Amanda Kifferly, director of security and vice president for abortion access at the Delaware County Women’s Center in Upland, Pennsylvania, saw the effects of the administration’s actions firsthand last year: Two people pardoned by Trump were among a half-dozen who allegedly set false appointments at the clinic, then stormed the building and refused to leave, according to the NAF report and criminal complaints obtained by MS NOW. The complaints note that three of the participants poured “an unknown liquid and salt-like substance” around the facility. All patients who were scheduled that day were nonetheless able to receive abortions, Kifferly said, and the protesters were arrested and charged with defiant trespass. The defendants ultimately pleaded no contest, according to a spokesperson for the Delaware County district attorney’s office.
But some providers still feel as though they are under siege.
“We live daily with the discomfort that they will return,” Kifferly said of the protesters, adding that staff at her facility no longer feel they can rely on officials for justice or protection.
Responding clinics also reported a half-dozen blockades — physical, and in some states illegal, obstructions by anti-abortion demonstrators aimed at preventing staff and patients from accessing care. The blockades occurred at abortion clinics across Wisconsin, Kansas, Tennessee and Texas, according to NAF. That surge came after Randall Terry, who pioneered mass clinic blockades in the 1980s and 1990s, told MS NOW he hopes to revive a nationwide campaign of physical confrontations at abortion clinics in light of the Trump administration’s pledge not to prosecute FACE Act violations.
Fonteno said she is taking Terry’s plans seriously.
“We could absolutely see a return to the pre-FACE era of large scale blockades,” she said.
As the threats persist nationally, healthcare clinics are fighting to stay open. A dozen abortion clinics closed between March 2024 and the end of 2025, according to a February report released from the Guttmacher Institute, an abortion rights research and policy organization.
Meanwhile, medication abortions prescribed through telehealth are surging. As the abortion provisions change, with patients traveling further for in-person care or taking abortion pills at home, anti-abortion protesters are also adapting: Anecdotal evidence from providers featured in the NAF report suggests an increase in digital harassment, in which abortion opponents threaten providers online and flood clinics’ phone lines and inboxes to prevent patients from making appointments.

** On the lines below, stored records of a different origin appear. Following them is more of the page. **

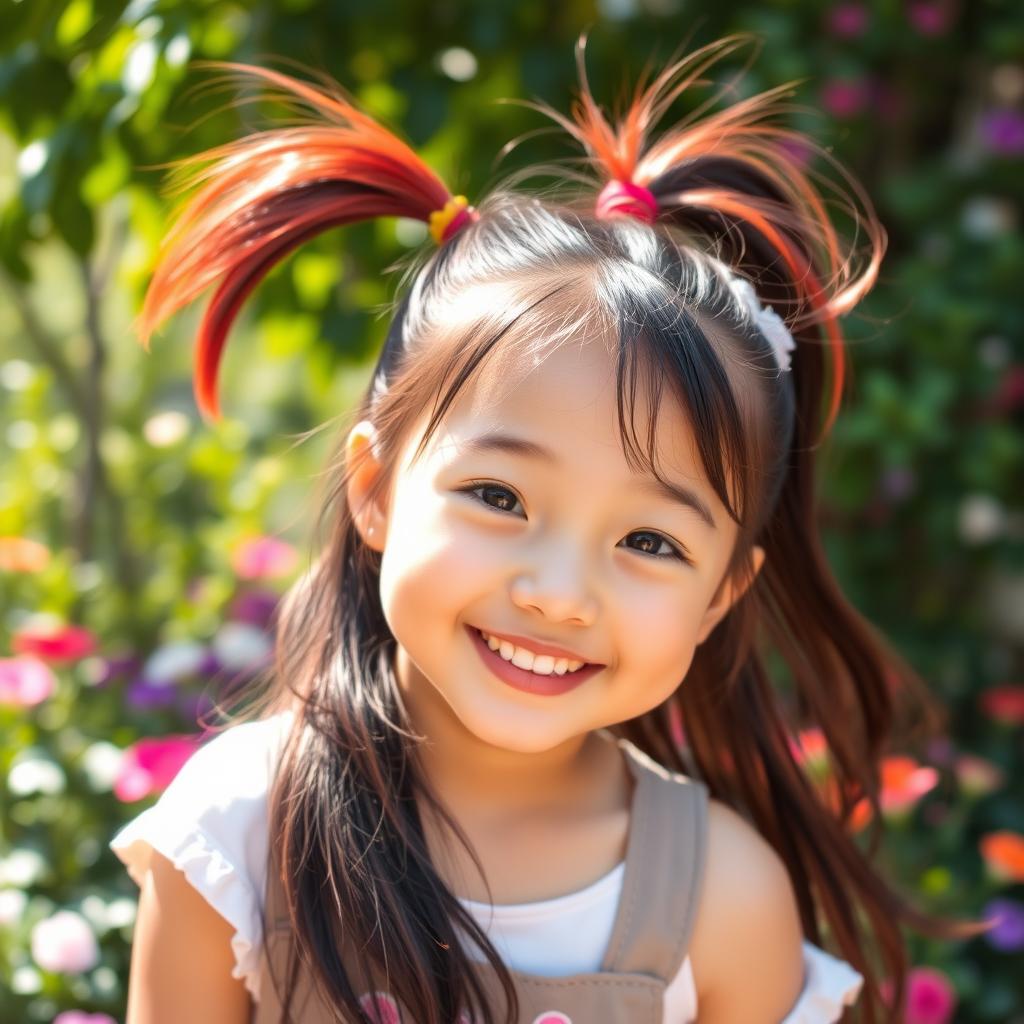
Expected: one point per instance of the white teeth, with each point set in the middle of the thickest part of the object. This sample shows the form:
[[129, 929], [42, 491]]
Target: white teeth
[[543, 665]]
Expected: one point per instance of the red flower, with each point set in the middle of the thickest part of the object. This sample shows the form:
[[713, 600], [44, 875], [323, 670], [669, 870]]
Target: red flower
[[904, 782], [1004, 704], [148, 767], [25, 681], [54, 643]]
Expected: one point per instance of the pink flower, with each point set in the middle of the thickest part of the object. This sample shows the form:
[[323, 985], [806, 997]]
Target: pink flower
[[929, 18], [261, 557], [845, 98], [848, 19], [25, 681], [54, 643], [148, 766], [978, 776], [931, 997], [65, 942], [903, 783], [797, 150]]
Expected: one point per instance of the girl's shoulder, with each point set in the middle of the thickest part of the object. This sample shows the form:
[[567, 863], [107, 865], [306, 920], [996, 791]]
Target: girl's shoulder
[[212, 823], [748, 893]]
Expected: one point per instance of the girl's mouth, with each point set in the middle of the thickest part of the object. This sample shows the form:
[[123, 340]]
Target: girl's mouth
[[523, 679]]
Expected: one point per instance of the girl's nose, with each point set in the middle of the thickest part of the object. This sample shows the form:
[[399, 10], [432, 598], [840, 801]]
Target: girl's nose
[[559, 586]]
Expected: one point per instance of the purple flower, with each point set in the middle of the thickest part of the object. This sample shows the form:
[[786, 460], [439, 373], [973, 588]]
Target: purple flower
[[1003, 132], [930, 18], [848, 19], [845, 98], [144, 693], [1008, 919]]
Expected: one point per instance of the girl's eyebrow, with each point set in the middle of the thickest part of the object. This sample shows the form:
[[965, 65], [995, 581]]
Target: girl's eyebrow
[[675, 493]]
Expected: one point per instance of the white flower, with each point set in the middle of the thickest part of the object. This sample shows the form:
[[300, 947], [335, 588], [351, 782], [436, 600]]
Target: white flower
[[174, 660], [65, 942], [241, 645]]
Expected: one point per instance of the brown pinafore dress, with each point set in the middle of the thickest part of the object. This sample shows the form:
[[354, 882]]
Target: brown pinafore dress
[[665, 855]]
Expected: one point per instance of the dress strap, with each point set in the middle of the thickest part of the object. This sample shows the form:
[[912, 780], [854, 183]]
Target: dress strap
[[665, 861]]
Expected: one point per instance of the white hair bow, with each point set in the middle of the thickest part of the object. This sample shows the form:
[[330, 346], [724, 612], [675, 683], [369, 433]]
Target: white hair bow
[[768, 322]]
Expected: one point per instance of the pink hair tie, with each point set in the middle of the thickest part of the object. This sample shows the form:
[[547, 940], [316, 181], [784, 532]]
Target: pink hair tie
[[628, 199]]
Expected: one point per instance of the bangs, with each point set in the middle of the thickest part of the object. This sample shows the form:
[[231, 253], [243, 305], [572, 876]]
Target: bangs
[[493, 337]]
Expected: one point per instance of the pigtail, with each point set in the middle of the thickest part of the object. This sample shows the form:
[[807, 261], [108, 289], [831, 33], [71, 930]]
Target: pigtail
[[265, 195], [731, 183], [728, 185]]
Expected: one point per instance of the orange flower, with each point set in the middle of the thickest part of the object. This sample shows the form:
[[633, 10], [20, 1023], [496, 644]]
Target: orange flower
[[1004, 854], [19, 554], [859, 816], [904, 782], [811, 751]]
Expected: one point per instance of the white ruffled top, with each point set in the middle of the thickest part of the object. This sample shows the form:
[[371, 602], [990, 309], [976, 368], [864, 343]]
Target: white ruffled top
[[212, 823]]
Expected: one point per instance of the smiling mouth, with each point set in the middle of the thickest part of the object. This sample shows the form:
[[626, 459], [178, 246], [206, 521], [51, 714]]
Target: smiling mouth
[[524, 679], [581, 664]]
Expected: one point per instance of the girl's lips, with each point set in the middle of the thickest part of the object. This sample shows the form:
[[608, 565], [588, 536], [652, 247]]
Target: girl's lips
[[523, 679]]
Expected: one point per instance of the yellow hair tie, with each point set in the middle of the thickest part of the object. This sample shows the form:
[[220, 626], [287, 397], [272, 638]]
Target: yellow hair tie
[[441, 219]]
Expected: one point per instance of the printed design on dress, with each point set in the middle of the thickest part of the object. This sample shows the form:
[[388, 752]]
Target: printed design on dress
[[382, 1009]]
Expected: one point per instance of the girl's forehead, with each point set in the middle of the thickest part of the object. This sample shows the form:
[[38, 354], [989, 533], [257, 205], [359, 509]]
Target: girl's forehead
[[565, 398]]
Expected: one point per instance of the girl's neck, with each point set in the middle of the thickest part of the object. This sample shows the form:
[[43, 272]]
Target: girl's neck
[[491, 784]]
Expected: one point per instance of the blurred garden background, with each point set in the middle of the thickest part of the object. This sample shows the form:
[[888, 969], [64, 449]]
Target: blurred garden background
[[142, 550]]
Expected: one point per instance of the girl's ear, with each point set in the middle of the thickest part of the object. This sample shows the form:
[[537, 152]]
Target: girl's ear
[[728, 593], [360, 455]]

“To see how there was that surge of digital harassment and that providers are carrying this experience home with them is really concerning,” Fonteno said.

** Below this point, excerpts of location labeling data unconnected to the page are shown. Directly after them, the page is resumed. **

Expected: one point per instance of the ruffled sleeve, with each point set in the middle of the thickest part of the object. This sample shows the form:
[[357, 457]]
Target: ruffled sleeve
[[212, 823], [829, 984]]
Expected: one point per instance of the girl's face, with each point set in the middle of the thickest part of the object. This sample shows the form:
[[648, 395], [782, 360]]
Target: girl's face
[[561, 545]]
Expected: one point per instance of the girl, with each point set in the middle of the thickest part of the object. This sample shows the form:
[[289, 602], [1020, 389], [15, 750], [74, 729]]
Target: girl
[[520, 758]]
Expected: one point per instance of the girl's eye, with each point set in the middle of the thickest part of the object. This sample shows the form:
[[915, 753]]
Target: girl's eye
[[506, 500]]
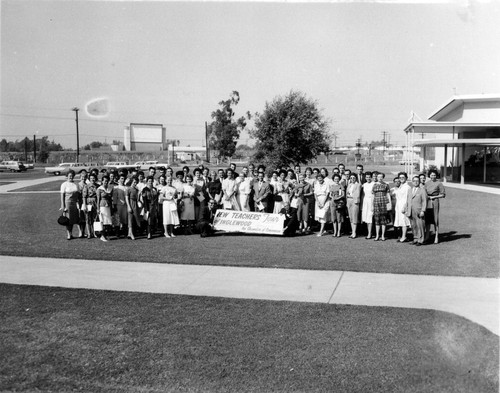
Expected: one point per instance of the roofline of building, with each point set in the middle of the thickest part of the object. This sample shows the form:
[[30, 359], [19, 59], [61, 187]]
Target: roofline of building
[[447, 124], [454, 101]]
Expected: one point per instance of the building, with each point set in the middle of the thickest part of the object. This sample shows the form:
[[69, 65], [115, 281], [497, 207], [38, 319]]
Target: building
[[461, 139], [188, 153], [145, 137]]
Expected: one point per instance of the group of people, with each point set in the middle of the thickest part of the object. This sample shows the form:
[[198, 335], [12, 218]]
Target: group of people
[[127, 204]]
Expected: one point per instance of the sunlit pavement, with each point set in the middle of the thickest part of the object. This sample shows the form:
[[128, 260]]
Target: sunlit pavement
[[476, 299]]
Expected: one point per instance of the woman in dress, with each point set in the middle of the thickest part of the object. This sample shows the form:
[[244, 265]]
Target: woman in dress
[[70, 198], [353, 195], [168, 196], [327, 180], [89, 196], [187, 214], [337, 204], [397, 184], [132, 199], [229, 188], [244, 190], [291, 177], [381, 200], [435, 191], [149, 199], [214, 189], [105, 202], [119, 193], [200, 195], [367, 209], [304, 193], [322, 208], [401, 219], [281, 196], [206, 174]]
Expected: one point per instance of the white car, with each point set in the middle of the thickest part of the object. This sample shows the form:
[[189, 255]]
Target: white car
[[65, 167], [117, 165], [145, 165], [13, 166]]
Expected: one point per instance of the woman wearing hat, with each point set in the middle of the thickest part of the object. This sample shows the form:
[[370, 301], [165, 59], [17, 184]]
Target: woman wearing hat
[[70, 196], [168, 198], [353, 194], [105, 202], [149, 198], [89, 195], [322, 207]]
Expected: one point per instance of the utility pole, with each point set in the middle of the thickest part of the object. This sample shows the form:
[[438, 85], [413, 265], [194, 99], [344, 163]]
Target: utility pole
[[75, 109], [384, 136], [207, 148]]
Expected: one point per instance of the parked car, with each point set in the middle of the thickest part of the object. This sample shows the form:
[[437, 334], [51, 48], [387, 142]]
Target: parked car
[[65, 167], [117, 165], [13, 166], [28, 165], [145, 165]]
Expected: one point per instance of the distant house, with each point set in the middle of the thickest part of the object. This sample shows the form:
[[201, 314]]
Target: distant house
[[461, 138]]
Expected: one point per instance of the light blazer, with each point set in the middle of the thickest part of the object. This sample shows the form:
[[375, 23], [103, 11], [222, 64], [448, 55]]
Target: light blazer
[[417, 202], [262, 194], [356, 192]]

Late last year in Kansas, abortion opponents overloaded the phone lines of Trust Women, a clinic in Wichita, with thousands of automated messages on two separate days in September and December, according to the NAF report. In Colorado last spring, after Boulder Valley Health Center announced a youth sex education program, the facility fielded more than 65,000 calls, emails and social media messages after they were targeted by prominent right-wing online commentators, including Libs of TikTok. The reproductive healthcare clinic received messages and phone calls for more than a month, while in-person anti-abortion demonstrations amassed outside, according to Christie Burkhart, director of facilities and infrastructure operations.
The sex education program was ultimately canceled due to safety concerns, Burkhart said. But abortion services have continued despite ongoing protests.
“Abortion providers and abortion staff are the most resilient folks I’ve ever worked with,” she told MS NOW. “And we’re not going away anytime soon.”